PROJECT:
Predicting When People Think Information Is “Worth It”

Information Seeking Decision Modeling Gaussian Process Models Model Comparison

People sometimes gather additional information before deciding, but skip it in other situations. When do people think information is “worth it”, and why?

I built a quantitative model of information seeking in a controlled behavioral task and found that people seek information when they experience conflict between possible actions and want to resolve it.

MY ROLE: I joined the project to deliver the modeling pipeline, including

  • analytical strategy

  • data cleaning and feature engineering

  • modeling (Gaussian Process regression, model comparison)

  • visualization and interpretation

  • stakeholder communication

Behavioral data had been collected prior to my involvement.

BEHAVIORAL INSIGHTS + UX relevance

Research question

When do people seek extra information before deciding, and why? This insight can inform UX design that selectively presents information that users need.

Study design

In a controlled task, participants chose between two options that yielded probabilistic rewards. Across choices, we manipulated:

  • which option was more desirable (higher reward)

  • which option participants believed was likely to yield rewards, and to what extent

Participants could either choose immediately or gather extra information first.

In the experimental task, participants chose between two options. Each option had a different likelihood of yielding rewards, visually indicated by the amount of evidence (ovals). Before deciding, they could gather extra information about how likely each option was to yield a reward.

Finding

Participants sought additional information not when they were most uncertain about which option was likely to reward them, but when the desirable option was currently less likely to reward them. In other words, participants’ information seeking was triggered by a conflict between the two options (the one desirable and the other supported by the current evidence).

Therefore, people strategically seek information to resolve conflict between possible actions.

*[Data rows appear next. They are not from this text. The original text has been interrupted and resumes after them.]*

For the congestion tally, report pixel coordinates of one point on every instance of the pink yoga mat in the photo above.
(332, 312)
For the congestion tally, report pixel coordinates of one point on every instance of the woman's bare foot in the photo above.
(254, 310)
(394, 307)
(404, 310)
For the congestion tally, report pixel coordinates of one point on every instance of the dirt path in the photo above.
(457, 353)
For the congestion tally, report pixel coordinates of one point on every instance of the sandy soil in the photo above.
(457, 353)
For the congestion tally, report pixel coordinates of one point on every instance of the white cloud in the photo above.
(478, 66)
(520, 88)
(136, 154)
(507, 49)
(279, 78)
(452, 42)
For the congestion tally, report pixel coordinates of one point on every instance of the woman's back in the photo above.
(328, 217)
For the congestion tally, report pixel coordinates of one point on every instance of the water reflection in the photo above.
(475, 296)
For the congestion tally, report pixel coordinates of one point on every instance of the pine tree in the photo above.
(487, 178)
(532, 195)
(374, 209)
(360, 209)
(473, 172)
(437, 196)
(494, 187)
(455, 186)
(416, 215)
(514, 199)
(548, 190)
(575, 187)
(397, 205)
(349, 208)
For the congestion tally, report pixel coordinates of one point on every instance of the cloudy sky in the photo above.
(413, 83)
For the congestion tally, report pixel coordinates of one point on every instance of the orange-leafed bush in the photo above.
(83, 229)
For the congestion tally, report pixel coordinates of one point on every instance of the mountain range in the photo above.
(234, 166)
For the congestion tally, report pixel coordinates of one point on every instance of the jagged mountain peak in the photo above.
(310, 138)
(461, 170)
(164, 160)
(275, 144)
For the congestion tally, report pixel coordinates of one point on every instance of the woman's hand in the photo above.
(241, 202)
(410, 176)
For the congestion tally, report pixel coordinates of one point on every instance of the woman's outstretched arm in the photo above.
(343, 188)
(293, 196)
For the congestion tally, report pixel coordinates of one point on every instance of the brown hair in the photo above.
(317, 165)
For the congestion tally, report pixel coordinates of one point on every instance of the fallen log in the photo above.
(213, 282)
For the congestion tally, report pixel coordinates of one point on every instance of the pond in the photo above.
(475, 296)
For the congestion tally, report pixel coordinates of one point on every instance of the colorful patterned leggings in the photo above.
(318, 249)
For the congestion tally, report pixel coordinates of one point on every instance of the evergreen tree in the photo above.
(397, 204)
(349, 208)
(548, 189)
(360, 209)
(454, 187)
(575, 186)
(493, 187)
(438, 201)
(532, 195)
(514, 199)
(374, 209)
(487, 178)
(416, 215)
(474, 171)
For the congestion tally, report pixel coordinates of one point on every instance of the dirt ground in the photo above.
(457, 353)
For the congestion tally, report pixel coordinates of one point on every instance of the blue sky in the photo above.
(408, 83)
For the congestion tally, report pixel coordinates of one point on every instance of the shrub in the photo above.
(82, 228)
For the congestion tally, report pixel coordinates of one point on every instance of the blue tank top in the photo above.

MODELING + data science relevance

Challenge

Prior to this project, there was no established modeling approach to information seeking. I developed a new approach to uncover the relationship between information seeking and the key experimental variables (which option was desirable, which option was expected to be rewarding). It was critical to estimate the relationship without imposing a specific structure (e.g., linear, quadratic), so that I could conduct a valid statistical inference on its shape.

Approach

I used Gaussian Process (GP) logistic regression. GP regression is a principled way to estimate smooth functions without imposing a form. It is a powerful tool in any domains where we need to uncover interpretable behavior patterns shaped by multiple factors in some unknown manner.

Results

GP regression revealed that participants gathered information the most when the current evidence favored the undesirable option, supporting our behavioral insight that information seeking is triggered by conflict between possible actions.

Participants’ tendency to gather extra information peaked not when both options were equally likely to yield rewards, but when the undesirable option was slightly more likely to yield rewards.

To further evaluate the statistical evidence for this claim, I conducted model comparison by cross validation (leave-one-participant-out). My original model (driven by a conflict between actions) outperformed alternatives.

This demonstrates that advanced, nonstandard methods such as GP can still support rigorous statistical inference with proper techniques such as cross validation.